Consul and jeweler of the Mediterranean

The Public Library “Stevan Samardžić” from Pljevlja started this year’s publishing production with a book about the poetic works of Boris Jovanović Kastel The Public Library “Stevan Samardžić” from Pljevlja started this year’s publishing production with a book of essays and essays “Consul and Jeweler of the Mediterranean”, about poetic works Boris Jovanovic Kastel published during the previous decade in Montenegro, on the ex-Yu scene and in Europe.
“The image of their reception in Montenegrin and South Slavic literary criticism and essays is a mosaic of numerous and diverse analyzes, studies and interpretations whose common denominator is the Mediterranean as a being, identity and destiny, the inner sea to which the poet dedicated a literary opus of thirty books of poetry and essays. At the same time, the book represents a deep poetic and critical-essayistic immersion in Kastel’s poetic work published in the previous decade by 37 authors from Montenegro and the region, thus becoming the younger thematic sister of the book ‘Mediterranean Lord’ “. signs Gina Bajcetadirector of the library. In the conversation, Castel states that since the first book published in 1994, his friendship and devotion to the Mediterranean, its and the inner sea and enlightenment have lasted. “It simply came to our notice then. And it will be tomorrow. The authors and, why not say, the participants in this poetry knew this, and how.
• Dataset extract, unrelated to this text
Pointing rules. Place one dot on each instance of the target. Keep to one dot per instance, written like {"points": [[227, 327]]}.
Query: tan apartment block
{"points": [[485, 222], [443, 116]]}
I am extremely happy and proud that 37 selected poets, essayists and literary theorists have sailed and are sailing with me on the brigantine ‘Mediterranean’. The crew, therefore, lived and recorded all my horizons, insomnia, doubts, lightning and whistling, sextants and portals, Scylla and Charybdis, raising and lowering anchors from the Pillars of Hercules to Asia Minor, from olive groves in the north to palm trees in the south, endless cruises and a reflection in the indigo of the Mediterranean, that eternal sea to itself and eternal, ”wrote Castel. He thanked his interlocutors and “erudites from the deck”, as well as the library directors who “became a kind of chicken of this poetic ship”, and recommended readers to “prepare home furniture for building sailboats and shirts for sewing sails”.